インスタンス単位のメトリクスは従来通り変わりありません。

サービス単位のメトリクス

種別 メトリクス名 内容
NEW! CPU使用率 CPUUtilization 1分当たりの平均CPU使用率 (%)
NEW! メモリ使用量 MemoryUtilization 1分当たりの平均メモリ使用量 (MByte)
NEW! 同時実行数 Concurrency サービス全体の同時実行数 (近似値)
HTTPリクエスト数 Requests サービスに対するHTTPリクエスト数
HTTPレスポンス 2xxStatusResponses
4xxStatusResponses
5xxStatusResponses
ステータスコード別のレスポンス数
HTTPレイテンシー RequestLatency HTTPアクセスに対するレイテンシー (ミリ秒)
インスタンス数 ActiveInstances アクティブなインスタンス数 (※HTTPリクエストが無い場合は非アクティブとして扱われるため、起動インスタンス数では無いので注意)

AWSのアナウンスで

With the newly added metrics, you can now view 7 service level metrics

と記述されているのはあくまでも「7種類」のメトリクスであり、実際のメトリクス数としては「9つ」あるのでご注意ください。
(この点に気が付くのにしばらく時間がかかりました...)

確認してみた

ここからは実際の環境で確認していきます。

以前の記事で作成した環境に適当に負荷を掛けてメトリクスを記録しています。

マネジメントコンソールからApp Runnerサービスを選択し、「メトリクス」タブを選ぶとサービス単位の各メトリクスを参照できます。

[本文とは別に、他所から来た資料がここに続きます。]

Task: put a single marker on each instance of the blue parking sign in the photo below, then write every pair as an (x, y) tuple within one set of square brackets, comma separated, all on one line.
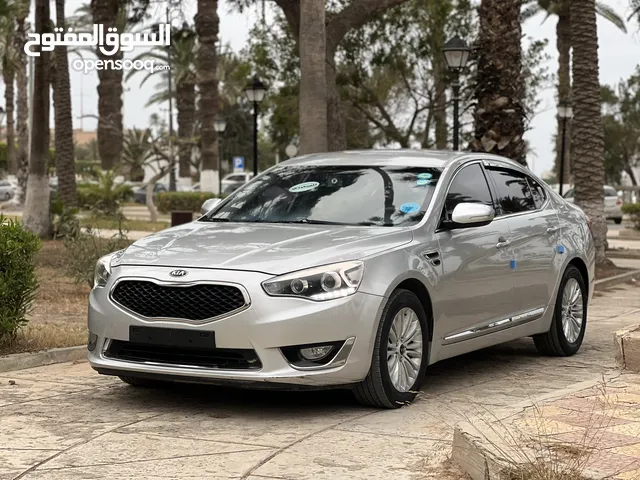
[(238, 163)]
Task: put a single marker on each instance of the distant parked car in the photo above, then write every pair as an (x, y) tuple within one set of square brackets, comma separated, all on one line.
[(140, 194), (7, 191), (612, 203)]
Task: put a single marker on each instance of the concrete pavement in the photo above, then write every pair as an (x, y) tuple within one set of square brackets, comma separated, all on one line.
[(67, 422)]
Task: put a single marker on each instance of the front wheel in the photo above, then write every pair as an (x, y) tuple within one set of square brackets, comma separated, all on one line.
[(569, 323), (400, 354)]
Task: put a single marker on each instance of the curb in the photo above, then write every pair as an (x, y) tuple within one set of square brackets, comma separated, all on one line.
[(616, 280), (21, 361)]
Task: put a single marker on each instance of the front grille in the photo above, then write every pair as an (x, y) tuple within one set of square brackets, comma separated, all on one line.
[(197, 302), (223, 358)]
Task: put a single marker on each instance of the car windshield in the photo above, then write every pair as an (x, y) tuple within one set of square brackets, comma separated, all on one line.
[(341, 195)]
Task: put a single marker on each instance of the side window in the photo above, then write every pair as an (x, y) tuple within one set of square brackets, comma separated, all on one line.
[(514, 195), (468, 186), (539, 195)]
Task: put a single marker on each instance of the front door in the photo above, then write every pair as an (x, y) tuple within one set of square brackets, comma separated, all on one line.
[(535, 234), (475, 290)]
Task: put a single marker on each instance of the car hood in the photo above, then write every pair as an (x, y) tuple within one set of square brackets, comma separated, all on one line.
[(267, 248)]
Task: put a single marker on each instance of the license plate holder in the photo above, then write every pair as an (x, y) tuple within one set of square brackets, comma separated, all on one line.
[(172, 337)]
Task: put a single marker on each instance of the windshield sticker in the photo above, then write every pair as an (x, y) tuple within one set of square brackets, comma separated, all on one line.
[(304, 187), (409, 208)]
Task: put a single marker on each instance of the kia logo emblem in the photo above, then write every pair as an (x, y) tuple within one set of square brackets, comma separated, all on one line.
[(178, 273)]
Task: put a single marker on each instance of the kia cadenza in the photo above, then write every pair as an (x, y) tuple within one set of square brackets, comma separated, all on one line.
[(353, 270)]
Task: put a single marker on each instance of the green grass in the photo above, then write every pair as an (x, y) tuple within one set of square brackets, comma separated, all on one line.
[(111, 223)]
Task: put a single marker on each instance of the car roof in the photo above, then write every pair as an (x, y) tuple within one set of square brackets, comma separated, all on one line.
[(399, 157)]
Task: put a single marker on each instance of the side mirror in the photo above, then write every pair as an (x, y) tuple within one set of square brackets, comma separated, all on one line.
[(208, 205), (472, 215)]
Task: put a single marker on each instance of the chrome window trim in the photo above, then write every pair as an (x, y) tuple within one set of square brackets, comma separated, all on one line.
[(488, 163), (122, 308)]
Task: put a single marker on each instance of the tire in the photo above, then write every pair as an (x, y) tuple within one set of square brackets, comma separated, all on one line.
[(141, 382), (377, 389), (555, 341)]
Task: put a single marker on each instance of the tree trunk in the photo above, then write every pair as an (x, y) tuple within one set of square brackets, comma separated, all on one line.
[(22, 81), (563, 43), (65, 163), (36, 214), (207, 24), (186, 105), (110, 138), (588, 133), (313, 77), (336, 129), (499, 114), (8, 76)]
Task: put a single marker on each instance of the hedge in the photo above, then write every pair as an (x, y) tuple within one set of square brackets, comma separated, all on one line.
[(633, 210), (18, 282), (168, 202)]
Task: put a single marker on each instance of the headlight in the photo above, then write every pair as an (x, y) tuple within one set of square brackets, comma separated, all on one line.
[(319, 283), (103, 268)]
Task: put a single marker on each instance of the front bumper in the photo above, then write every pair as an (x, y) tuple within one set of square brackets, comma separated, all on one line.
[(268, 324)]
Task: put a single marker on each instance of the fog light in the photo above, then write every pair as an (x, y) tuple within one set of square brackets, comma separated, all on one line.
[(316, 353), (91, 343)]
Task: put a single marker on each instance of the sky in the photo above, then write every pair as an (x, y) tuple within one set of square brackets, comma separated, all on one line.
[(619, 56)]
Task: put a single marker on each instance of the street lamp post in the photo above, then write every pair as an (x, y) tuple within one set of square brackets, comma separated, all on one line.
[(220, 125), (456, 53), (565, 112), (255, 92)]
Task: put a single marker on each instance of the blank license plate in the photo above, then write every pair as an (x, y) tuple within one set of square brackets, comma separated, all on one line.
[(172, 337)]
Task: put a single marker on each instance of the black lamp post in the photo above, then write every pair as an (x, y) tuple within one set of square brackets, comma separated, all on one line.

このタブの一番下に新しくCPUUtilizationMemoryUtilizationConcurrencyが追加されています。

適当に負荷をかけているので上図の具体的な値そのものに意味はありません。
重要なのは、デフォルトではそれぞれ

  • CPUUtilization : 1分単位の平均値
  • MemoryUtilization : 1分単位の平均値
  • Concurrency : 1分単位の最大値

を表示している点となります。
単位時間や統計処理を変えたい場合は従来通りグラフを拡大して変更してください。

もちろんCloudWatch側から各種メトリクスを参照することも可能です。

(サービス単位のメトリクスとインスタンス単位のメトリクスを併せて表示)

余談 : App Runnerの「同時実行」に関して

App Runnerの同時実行の考え方については以下の記事が参考になるのでここで紹介しておきます。

最後に

簡単ですが以上となります。
本記事の内容が皆さんの役に立てば幸いです。